A combination of societal mood and the raw facts emanating from the presentations of 60 CEO’s which we have just met at a US investment conference catalysed an unusual discomfort for me. It was something I have not felt during my previous US visits.
They brought to mind lyrics from Bob Dylan’s great song The Times They Are A-Changin:
“Come mothers and fathers throughout the land
And don’t criticize what you can’t understand
Your sons and your daughters are beyond your command
Your old road is rapidly agin’…
For the times they are a-changin’.”
There were common themes that weaved their way into many of the CEOs’ presentations. We cover three in detail below, but there were others:
• Inflation is persistent, structural and toxic to businesses with thin gross margins
• Many are concerned about a hard landing
• There are ideological fissures between business and the Biden administration
• Financial firms are arguing that they are well prepared for any financial crisis
• A mismanaged green economy transition is forcing us back into hydrocarbons
The three most notable themes, however, were these:
Great management teams blind-sided by demand shifts
Walmart, the US’s largest retailer with over 230 million global customers reported results from the first quarter of its 2023 financial year on 17 May. Consolidated operating income fell 23% versus the first quarter last year, caused by higher input costs and demand shifts as consumers moved from higher margin merchandise to lower margin necessities such as food. CEO Doug McMillon described the operating environment as ‘unusual’ and the poor profit performance as ‘unexpected’.
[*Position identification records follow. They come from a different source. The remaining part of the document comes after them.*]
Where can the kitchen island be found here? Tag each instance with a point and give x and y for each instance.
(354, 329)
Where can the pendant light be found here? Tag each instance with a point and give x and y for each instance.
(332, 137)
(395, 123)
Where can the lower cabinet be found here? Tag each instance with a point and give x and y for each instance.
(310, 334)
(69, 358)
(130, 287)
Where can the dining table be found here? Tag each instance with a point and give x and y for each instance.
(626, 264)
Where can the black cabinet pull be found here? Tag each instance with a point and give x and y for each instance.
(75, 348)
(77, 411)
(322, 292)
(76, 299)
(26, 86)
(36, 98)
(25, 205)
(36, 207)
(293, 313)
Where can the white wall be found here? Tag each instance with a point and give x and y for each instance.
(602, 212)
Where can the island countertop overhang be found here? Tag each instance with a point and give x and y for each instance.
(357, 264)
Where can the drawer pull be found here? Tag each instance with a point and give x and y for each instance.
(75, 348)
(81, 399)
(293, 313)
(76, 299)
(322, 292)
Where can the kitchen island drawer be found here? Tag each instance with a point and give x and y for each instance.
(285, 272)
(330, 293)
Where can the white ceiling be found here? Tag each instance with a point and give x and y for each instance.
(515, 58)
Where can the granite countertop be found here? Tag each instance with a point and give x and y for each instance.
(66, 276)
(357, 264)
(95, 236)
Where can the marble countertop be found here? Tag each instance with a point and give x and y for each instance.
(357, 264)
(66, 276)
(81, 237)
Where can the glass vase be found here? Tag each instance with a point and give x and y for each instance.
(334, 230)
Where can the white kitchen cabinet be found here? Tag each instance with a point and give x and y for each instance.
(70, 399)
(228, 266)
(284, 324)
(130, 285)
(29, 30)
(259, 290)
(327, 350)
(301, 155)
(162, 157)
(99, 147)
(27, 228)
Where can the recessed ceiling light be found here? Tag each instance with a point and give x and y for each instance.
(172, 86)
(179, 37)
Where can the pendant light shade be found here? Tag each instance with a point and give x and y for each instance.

Throughout its 2021 financial year, Amazon was enjoying insatiable demand but struggling to fill orders due to labour shortages. So it doubled the size of its workforce during the pandemic. It also increased physical capacity at its fulfillment centres. But Amazon’s Covid demand boom came to a shuddering halt in 2022 (the first quarter of its 2023 financial year). Net sales for Amazon’s online store ‘unexpectedly’ declined 3% year-over-year versus the first quarter of last year. CFO Brian Olsavsky best summed it up on Amazon’s earnings call: ‘The issue has switched from disruption to productivity losses, to overcapacity on labour’.
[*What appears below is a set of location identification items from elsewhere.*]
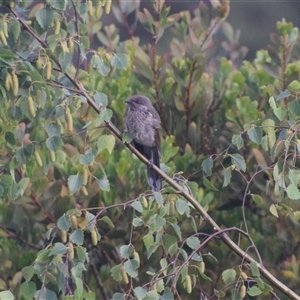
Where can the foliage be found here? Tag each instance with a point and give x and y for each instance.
(73, 198)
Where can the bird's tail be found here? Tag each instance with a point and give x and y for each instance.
(154, 180)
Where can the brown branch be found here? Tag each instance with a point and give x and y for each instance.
(99, 282)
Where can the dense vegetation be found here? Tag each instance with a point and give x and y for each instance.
(77, 220)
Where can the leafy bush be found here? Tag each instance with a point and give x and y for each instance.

To prove the point, Target issued two profit warnings within the last four weeks. The reason is shifts in product demand from consumers.
A culture of work reluctance and rising wage inflation
An ill-tempered James Foot, CEO of CSX Corporation (one of North America’s leading rail transport suppliers) lamented at the conference that his 40 years of railroad experience ill-prepared him for a pandemic.
Mr. Foot’s disquiet is due to his mid-2020 decision, during the height of Covid, to lay-off staff arguing that CSX’s customers’ businesses had stalled, reducing rail demand. What Mr. Foot could not and did not know was that consumer demand for goods would subsequently skyrocket as lockdowns starved consumers from spending on services.
CSX experiences a natural labour attrition rate of 7% a year. Since Covid, this has risen to 10%. But the real problem is that the company is struggling to find hires. In Foot’s own words: ‘In 2020, due to extreme stress, I laid off employees and now they don’t want to come back’. The result has been a collapse in rail service levels and congressional hearings with CSX in the eye of the storm. Most CEOs complained that their greatest challenge is sourcing labour.
The next big opportunity is in infrastructure
In 2021, the American Society for Civil Engineers gave the US a score of C-minus for infrastructure. It warned that 43% of roads were in mediocre condition. Their assessment was no better for bridges on the interstate highway system, constructed during the Eisenhower administration, which are nearing the end of their useful lives. Infrastructure disrepair is most severe in those places outside the voters’ view – tunnels, rail lines, dams, water, and electricity systems.
The requirement for infrastructural renewal is not in question. The political appetite to fund less sexy and less visible projects is. In addition, there is a labour shortage. The American Welding Society estimates that the US will be short of 400,000 welders by 2024. The average age of a welder is currently fifty-five. The National Homebuilders’ Association Spring 2021 Market Report found the US requires double its current number of plumbers, and the US Bureau of Labour Statistics estimates that 7,000 electricians join the field annually while 10,000 retire.
CEOs presenting at the conference whose businesses manage large-scale infrastructure projects were upbeat – they are waiting for a big pay day. And each day that passes, the odds are stacking in their favour!
We are witnessing tectonic societal shifts, which we believe will have meaningful implications for financial markets. Under-appreciating and miscalculating these could have dire consequences for investors’ capital.